As American consumers and the Federal Reserve grapple with President Donald Trump’s tariffs and their effect on inflation, the rest of the global economy may actually see some price relief.

In the U.S., tariffs haven’t raised prices as much as anticipated, so far, but inflation is still ticking higher, representing an obstacle for highly anticipated rate cuts from the Federal Reserve.

The latest consumer price index (CPI) increased at an annual rate of 2.7% in July, below forecasts for a 2.8% gain and flat versus June’s pace. But the core CPI still accelerated to 3.1% from 2.9%, and Capital Economics expects the impact of tariffs to gradually ramp up during the remainder of the year.

Outside the U.S., however, the picture looks different.

“We doubt that U.S. tariffs will significantly affect inflation in the rest of the world, but if anything, the effect could be mildly disinflationary,” Capital Economics’ Simon MacAdam and Ariane Curtis wrote in a note on Wednesday.

That’s because most countries have not retaliated against Trump’s tariffs with duties of their own on U.S. goods, they explained. And in some cases, levies on U.S. imports have actually come down.

For example, in the trade deal Trump negotiated with Indonesia, the Southeast Asian country agreed to eliminate tariffs on nearly all U.S. goods.

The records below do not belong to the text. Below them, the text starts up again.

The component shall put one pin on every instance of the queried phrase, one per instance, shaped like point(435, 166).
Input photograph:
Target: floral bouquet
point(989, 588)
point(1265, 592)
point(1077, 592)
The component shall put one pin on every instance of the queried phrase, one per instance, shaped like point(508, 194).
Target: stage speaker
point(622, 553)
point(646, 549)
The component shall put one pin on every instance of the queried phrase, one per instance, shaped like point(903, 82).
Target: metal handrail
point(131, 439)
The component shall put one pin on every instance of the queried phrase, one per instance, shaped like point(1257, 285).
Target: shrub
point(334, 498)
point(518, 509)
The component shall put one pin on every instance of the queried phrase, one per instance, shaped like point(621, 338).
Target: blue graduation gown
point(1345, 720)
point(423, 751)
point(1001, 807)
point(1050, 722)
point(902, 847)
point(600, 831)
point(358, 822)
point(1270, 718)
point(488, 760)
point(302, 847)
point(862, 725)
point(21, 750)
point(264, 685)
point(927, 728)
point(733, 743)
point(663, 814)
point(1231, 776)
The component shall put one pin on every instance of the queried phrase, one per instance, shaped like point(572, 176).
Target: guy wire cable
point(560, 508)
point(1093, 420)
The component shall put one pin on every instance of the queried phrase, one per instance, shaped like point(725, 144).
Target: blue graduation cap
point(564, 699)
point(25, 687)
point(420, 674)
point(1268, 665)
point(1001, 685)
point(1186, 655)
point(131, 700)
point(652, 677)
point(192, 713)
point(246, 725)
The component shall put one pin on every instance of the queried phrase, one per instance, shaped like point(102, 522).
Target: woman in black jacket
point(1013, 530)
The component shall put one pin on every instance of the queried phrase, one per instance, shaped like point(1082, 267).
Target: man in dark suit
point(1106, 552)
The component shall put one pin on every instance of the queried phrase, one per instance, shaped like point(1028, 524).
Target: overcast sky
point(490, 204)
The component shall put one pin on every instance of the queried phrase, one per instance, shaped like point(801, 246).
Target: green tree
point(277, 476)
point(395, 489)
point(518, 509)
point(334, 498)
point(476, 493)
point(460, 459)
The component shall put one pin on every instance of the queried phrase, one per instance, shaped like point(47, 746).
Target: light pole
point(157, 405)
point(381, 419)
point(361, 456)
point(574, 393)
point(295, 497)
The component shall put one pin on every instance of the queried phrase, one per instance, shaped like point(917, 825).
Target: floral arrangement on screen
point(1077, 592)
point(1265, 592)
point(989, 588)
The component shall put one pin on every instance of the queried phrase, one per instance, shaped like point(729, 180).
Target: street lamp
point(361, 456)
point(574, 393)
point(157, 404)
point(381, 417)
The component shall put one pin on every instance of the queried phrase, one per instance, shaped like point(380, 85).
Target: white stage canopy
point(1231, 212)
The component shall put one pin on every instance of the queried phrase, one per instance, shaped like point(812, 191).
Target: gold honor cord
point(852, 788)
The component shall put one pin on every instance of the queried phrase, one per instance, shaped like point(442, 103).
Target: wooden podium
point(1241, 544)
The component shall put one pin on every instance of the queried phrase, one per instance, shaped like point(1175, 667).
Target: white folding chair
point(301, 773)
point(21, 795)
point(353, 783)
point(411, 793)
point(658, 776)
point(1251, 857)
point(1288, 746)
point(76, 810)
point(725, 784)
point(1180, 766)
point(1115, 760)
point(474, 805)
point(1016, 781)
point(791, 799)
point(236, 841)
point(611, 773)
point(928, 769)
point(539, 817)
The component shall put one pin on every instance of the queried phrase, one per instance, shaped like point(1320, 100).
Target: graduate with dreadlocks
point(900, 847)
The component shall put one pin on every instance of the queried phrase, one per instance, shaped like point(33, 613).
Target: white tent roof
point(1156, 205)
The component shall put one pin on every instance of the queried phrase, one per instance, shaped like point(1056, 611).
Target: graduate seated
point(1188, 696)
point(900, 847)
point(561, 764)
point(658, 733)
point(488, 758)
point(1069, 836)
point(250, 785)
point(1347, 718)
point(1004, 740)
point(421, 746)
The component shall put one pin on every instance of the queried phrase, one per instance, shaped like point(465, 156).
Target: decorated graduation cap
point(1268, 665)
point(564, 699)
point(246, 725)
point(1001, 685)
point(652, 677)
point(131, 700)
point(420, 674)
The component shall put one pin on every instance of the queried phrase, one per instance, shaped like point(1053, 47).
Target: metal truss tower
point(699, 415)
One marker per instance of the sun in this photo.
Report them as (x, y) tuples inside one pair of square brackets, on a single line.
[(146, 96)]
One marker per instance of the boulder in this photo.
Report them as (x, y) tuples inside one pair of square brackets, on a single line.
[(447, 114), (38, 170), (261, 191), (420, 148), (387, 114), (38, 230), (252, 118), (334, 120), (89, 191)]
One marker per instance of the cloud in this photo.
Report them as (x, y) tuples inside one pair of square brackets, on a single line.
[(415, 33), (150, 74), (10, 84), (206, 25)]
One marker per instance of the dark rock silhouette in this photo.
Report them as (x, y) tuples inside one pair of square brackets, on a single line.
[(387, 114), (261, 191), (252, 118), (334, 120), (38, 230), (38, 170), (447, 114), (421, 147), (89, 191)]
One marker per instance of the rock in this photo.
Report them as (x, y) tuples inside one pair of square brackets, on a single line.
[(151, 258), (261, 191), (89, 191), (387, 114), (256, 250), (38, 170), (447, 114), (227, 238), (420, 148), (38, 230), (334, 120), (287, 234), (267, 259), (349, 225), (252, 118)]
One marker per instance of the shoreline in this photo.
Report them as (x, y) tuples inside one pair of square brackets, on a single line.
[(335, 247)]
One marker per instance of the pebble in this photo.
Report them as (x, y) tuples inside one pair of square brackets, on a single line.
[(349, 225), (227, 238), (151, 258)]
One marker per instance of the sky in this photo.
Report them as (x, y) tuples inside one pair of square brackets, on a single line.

But the U.S. has imposed a 19% duty on Indonesian imports.

“What’s more, the hit to global demand should dampen price pressures, at the margin, while a redirection of Chinese exports away from the U.S. to other markets could reduce import prices,” Capital Economics added.

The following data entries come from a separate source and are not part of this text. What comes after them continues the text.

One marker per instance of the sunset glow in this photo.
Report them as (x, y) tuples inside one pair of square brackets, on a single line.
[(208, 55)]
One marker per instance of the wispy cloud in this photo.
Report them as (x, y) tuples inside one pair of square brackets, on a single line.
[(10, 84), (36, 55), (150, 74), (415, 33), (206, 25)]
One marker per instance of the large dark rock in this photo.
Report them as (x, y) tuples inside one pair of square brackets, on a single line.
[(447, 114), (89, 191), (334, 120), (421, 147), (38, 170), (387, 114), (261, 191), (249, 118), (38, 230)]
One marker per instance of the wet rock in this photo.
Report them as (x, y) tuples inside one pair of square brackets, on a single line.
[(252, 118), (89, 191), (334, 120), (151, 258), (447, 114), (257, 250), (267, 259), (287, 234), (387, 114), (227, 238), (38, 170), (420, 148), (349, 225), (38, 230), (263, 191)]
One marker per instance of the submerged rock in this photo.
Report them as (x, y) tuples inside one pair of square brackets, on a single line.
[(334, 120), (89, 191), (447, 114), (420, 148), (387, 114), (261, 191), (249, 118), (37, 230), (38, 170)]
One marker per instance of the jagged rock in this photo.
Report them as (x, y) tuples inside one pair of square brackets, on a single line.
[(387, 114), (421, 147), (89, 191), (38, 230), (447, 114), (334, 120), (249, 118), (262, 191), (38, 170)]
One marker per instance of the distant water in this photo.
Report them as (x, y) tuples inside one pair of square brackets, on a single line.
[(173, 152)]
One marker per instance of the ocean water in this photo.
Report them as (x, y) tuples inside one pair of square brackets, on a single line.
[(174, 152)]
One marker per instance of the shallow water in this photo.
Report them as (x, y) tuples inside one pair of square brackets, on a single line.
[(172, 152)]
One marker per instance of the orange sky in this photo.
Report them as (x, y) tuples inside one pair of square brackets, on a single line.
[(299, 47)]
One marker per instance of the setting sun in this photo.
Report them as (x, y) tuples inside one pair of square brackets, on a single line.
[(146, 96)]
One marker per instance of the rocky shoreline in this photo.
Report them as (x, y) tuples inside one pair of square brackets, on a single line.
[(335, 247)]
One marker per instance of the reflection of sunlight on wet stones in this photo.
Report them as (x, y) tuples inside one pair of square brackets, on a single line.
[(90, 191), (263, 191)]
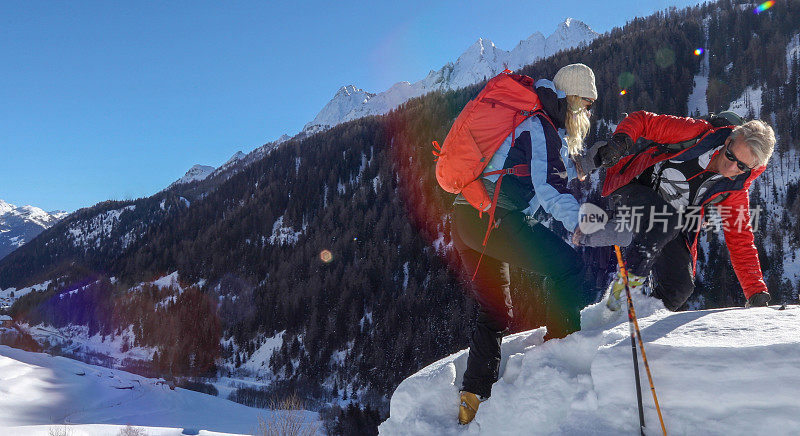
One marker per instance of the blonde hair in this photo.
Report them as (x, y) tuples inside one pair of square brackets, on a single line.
[(576, 124), (759, 136)]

By contrast, more inflationary pressure looks headed for American consumers. While companies haven’t been passing on much of the tariff-related costs, that can’t last much longer, MacAdam and Curtis warned.

Retailers have been willing to absorb the initial cost of tariffs by sacrificing their margins, and surveys indicate U.S. companies have seen significant cost hikes—unlike in the rest of the world.

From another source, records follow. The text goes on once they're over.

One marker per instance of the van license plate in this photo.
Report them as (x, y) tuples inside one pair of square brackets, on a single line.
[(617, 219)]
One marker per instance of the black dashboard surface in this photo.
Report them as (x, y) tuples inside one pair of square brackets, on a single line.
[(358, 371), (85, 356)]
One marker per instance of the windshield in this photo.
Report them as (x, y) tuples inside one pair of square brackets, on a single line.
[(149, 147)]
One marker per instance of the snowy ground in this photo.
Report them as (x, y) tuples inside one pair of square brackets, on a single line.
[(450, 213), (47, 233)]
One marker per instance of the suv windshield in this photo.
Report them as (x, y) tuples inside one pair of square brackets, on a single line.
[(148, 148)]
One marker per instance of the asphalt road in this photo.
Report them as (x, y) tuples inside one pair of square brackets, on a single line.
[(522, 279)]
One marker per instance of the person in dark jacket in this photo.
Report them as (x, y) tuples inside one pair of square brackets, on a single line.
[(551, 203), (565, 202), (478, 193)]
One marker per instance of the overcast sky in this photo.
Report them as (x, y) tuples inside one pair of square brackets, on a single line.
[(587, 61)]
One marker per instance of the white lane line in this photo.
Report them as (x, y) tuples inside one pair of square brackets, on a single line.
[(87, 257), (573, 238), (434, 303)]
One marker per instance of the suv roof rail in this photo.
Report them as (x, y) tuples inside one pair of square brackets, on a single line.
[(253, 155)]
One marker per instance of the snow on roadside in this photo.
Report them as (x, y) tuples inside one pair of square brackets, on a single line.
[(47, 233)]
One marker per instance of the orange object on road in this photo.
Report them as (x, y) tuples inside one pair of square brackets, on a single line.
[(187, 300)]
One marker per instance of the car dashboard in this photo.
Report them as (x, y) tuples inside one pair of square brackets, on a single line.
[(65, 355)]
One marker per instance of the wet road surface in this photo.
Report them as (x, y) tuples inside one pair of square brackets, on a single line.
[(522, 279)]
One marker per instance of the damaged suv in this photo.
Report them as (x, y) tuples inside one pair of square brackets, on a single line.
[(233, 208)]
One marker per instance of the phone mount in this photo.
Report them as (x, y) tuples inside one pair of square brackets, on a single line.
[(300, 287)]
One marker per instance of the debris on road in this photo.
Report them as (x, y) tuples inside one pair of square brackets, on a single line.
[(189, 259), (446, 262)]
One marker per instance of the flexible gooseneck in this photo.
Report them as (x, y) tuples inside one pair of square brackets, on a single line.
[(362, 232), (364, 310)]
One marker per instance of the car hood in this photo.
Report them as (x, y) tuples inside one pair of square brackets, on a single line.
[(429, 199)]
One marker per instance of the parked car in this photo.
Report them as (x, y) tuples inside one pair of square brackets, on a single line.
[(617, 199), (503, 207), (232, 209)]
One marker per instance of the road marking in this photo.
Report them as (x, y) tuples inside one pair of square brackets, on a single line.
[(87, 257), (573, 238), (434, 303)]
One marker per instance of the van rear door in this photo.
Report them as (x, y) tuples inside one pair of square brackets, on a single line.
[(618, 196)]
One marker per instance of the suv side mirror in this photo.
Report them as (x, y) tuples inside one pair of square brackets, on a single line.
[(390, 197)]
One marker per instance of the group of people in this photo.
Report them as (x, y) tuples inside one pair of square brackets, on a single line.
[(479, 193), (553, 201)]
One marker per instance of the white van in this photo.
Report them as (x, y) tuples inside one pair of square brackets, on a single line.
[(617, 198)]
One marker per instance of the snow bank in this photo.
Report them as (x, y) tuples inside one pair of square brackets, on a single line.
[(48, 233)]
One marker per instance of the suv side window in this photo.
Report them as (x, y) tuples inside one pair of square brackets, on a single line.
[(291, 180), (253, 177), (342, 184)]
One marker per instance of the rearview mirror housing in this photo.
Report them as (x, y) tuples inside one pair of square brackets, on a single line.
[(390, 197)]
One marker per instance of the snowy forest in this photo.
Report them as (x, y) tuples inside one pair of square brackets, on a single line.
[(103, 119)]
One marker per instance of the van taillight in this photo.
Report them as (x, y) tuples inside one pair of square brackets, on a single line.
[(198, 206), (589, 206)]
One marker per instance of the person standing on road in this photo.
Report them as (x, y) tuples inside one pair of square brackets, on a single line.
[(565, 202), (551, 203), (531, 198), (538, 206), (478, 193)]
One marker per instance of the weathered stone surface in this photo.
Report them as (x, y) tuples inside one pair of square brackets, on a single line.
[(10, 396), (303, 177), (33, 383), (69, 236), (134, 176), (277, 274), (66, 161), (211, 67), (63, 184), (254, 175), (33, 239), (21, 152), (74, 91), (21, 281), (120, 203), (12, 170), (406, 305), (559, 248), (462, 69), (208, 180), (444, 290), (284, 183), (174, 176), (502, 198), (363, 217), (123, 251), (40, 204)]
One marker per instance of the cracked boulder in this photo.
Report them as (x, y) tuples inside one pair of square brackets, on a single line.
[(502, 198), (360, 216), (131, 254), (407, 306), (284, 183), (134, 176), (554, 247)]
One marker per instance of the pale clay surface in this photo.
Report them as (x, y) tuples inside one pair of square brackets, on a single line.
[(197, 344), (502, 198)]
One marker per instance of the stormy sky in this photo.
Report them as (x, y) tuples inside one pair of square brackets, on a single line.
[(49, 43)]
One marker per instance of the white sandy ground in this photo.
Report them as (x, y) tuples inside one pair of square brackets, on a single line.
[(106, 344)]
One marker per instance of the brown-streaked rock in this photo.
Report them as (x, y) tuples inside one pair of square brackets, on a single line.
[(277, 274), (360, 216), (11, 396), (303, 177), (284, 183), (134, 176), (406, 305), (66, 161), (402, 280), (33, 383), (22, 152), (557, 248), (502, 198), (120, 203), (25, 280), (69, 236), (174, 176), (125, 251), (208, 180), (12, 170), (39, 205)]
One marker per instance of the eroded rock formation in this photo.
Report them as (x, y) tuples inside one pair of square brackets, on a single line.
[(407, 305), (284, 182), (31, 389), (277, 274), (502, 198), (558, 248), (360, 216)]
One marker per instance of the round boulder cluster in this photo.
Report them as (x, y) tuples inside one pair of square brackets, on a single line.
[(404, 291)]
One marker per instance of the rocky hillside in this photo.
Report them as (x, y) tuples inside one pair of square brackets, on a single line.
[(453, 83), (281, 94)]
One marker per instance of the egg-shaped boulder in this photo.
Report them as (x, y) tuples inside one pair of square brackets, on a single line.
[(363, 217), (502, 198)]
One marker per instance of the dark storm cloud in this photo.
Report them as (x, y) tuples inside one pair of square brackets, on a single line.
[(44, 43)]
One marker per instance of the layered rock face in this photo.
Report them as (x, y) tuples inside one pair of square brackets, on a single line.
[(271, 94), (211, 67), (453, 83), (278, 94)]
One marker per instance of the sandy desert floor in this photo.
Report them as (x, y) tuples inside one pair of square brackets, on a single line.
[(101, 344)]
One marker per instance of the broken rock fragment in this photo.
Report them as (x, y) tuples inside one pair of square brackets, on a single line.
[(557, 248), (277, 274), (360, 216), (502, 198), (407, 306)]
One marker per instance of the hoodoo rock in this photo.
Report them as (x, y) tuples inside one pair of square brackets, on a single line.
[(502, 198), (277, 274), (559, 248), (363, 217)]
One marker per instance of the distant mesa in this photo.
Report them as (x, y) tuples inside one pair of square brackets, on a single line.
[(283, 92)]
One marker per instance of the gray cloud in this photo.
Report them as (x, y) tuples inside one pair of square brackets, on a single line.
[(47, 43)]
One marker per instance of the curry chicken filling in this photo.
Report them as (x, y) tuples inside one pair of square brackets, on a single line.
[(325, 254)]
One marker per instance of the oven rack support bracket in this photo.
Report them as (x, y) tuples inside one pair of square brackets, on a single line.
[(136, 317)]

“With many trade deals agreed, there is now greater certainty about where tariffs will end up, which should allow retailers to finally raise their prices,” they added.

Deflation in China

Not all economies will experience tariffs the same way. In fact, China will suffer a more severe impact as U.S. tariffs on Beijing are steeper than on most other countries.

That represents a deflationary shock for the world’s second largest economy, according to Robin Brooks, a senior fellow at the Brookings Institution and former chief economist at the Institute of International Finance.

China’s economy is already flirting with deflation, as consumer prices have been anemic while producer prices have been falling. The trade war should worsen the situation.

China’s exports to the U.S. have plunged in recent months while they have jumped elsewhere, Brooks wrote in a Substack post last month. He thinks China is using nearby countries that face lower duties to transship goods to the U.S. while also ramping up exports to other non-U.S. markets as a final destination.

Both put deflationary pressure on China. Transshipping exports via third countries adds to transportation costs and lowers profits for Chinese companies. Meanwhile, exporting more goods to other markets requires prices to come down to generate demand.

“In either case, the profitability of Chinese exporters is adversely hit,” Brooks explained. “For a country like China, which is massively export-dependent and already teetering on deflation, that’s a worrying prospect.”